After tech stocks soared to a record high on Tuesday, Wednesday saw the sector lag markets while the Dow eked out a record close.
The blue chip Dow was the only one of the major indexes to finish in the green on Wednesday, adding 41 points to close at 26,252, while the S&P 500 lost less than 0.1% and the Nasdaq fell 0.6%.
Markets will also keep an eye on the dollar, which sank 0.8% on Wednesday after several White House officials, notably Treasury Secretary Steven Mnuchin, commented on the level of the greenback, which has given up almost half of its advance from 2014-15.
Mnuchin said at the World Economic Forum in Davos that the dollar is “not a concern of [the Trump administration’s] at all,” adding that, “a weaker dollar is good for us as it relates to trade and opportunities.” A weaker dollar is a benefit for U.S. exports, which could help close the trade deficit with China, among other major exporters, which has been a common point of emphasis for President Donald Trump.
In addition to more commentary out of Davos, markets will also have a few bits of economic data to parse, with the weekly report on initial jobless claims expected out as well as the December reading on new home sales.
Best start since ’87
As of Tuesday’s close, the S&P 500 has had its best start since 1987.
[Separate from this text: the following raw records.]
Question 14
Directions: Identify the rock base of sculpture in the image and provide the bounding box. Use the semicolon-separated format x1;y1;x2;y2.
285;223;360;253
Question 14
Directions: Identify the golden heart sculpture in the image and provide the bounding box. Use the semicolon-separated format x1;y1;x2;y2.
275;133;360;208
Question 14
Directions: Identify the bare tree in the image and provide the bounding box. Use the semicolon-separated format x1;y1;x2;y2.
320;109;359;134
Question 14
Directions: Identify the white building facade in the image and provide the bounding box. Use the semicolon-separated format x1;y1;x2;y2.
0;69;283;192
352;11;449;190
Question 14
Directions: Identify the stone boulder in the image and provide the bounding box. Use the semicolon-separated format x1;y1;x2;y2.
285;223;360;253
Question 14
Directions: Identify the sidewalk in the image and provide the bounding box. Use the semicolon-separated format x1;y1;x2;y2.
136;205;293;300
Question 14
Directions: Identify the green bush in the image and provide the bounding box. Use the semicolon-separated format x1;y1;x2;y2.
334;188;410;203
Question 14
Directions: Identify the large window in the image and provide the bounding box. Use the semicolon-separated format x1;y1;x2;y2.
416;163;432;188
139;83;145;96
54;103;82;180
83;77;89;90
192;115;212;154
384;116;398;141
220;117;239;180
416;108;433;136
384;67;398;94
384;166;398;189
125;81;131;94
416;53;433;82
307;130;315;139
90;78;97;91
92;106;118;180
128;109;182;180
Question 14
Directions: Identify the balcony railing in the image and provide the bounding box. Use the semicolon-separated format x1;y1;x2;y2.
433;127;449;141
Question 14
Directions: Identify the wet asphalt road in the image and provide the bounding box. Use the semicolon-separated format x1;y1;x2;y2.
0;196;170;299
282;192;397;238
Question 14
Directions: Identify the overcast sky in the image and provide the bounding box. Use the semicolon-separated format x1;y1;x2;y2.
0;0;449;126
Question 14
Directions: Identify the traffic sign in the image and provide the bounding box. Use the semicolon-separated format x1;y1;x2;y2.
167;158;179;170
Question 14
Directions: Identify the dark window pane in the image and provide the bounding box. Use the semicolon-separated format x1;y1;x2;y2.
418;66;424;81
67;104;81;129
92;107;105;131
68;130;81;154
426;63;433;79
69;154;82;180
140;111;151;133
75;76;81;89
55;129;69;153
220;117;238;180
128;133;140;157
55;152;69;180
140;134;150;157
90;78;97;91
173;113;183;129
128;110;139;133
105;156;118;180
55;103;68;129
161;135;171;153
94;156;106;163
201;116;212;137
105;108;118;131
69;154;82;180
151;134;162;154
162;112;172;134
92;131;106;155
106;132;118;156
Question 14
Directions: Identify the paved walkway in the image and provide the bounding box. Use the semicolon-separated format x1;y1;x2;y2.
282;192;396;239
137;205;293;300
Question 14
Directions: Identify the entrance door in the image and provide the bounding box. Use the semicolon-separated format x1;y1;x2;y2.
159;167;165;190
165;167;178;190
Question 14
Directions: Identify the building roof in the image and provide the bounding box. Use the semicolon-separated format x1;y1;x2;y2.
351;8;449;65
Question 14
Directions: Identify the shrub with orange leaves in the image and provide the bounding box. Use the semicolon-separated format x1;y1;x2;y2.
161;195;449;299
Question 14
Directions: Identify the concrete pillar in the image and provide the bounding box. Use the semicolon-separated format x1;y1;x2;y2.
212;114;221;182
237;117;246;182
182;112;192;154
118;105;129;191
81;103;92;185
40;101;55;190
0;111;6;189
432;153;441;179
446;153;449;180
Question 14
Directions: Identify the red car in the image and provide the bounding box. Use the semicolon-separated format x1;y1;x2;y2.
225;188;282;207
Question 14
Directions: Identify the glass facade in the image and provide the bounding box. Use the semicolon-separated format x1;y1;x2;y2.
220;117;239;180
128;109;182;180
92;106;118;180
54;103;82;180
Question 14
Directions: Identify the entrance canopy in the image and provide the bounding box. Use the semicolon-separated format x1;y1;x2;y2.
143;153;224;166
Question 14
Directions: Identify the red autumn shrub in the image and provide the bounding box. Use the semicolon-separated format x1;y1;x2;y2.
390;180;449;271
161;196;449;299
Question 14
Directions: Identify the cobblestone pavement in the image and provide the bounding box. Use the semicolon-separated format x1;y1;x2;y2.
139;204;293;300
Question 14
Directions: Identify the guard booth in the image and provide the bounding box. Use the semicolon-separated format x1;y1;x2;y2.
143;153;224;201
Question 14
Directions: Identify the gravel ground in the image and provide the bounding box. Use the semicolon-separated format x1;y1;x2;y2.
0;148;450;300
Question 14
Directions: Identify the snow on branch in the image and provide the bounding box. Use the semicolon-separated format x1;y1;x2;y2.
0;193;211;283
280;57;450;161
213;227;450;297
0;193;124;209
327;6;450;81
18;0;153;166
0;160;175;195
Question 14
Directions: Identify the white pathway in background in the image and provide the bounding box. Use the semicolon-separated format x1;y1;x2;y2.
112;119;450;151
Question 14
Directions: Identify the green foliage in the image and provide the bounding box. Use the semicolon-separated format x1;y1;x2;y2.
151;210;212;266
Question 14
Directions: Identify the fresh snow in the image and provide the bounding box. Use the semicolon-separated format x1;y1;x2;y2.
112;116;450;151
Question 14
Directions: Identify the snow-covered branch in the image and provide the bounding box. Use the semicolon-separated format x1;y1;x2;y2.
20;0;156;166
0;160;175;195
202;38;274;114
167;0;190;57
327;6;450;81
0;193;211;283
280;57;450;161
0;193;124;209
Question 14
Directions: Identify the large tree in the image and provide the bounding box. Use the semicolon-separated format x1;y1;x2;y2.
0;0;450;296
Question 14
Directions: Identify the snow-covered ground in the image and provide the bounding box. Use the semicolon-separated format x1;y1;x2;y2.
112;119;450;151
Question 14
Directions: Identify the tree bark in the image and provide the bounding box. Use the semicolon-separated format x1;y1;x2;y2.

Those steeped in market history, of course, know that this year has some very negative connotations. In October of 1987, the Dow fell 22% on “Black Monday.”
Bespoke Investment Group noted Wednesday that the 6.12% gain the benchmark index logged through Tuesday is the seventh-best start to a year through January 28 dating back to 1928.
And while some of the years with better performances through January 23 are some infamous depression years — 1931, 1934, and 1938 — the takeaway from how the top-10 years for stocks through this date fared is that stocks went up. As per usual.
But these hot-starting years also brought investors some turbulence, with the average loss from the January 23 high coming in at 15% peak-to-trough decline while the average full-year return is 10.85%.
These numbers, however, mostly just make clear that years in which the markets get off to a hot start are a lot like other years. As we noted last year, the stock market declines 10% from its yearly high three-quarters of the time and only twice in the last 89 years has the market not fallen at least 4.4% from an interim peak — 2017 was one of those years. And on average, the S&P 500 returns about 8% a year.
So while Wednesday saw a more mixed market picture, the theme of markets in the early days of 2018 has been a continuation of what we saw in 2017. There is little that seems to be standing in the way of stocks going up with plenty of buyers at-the-ready when equity markets pull back even a little.
And market history, while telling us that years which see stocks go up at the outset usually continue this trend, also tells us that these placid times for bullish investors are likely to end. When, and how, and why, of course, are the unknowns.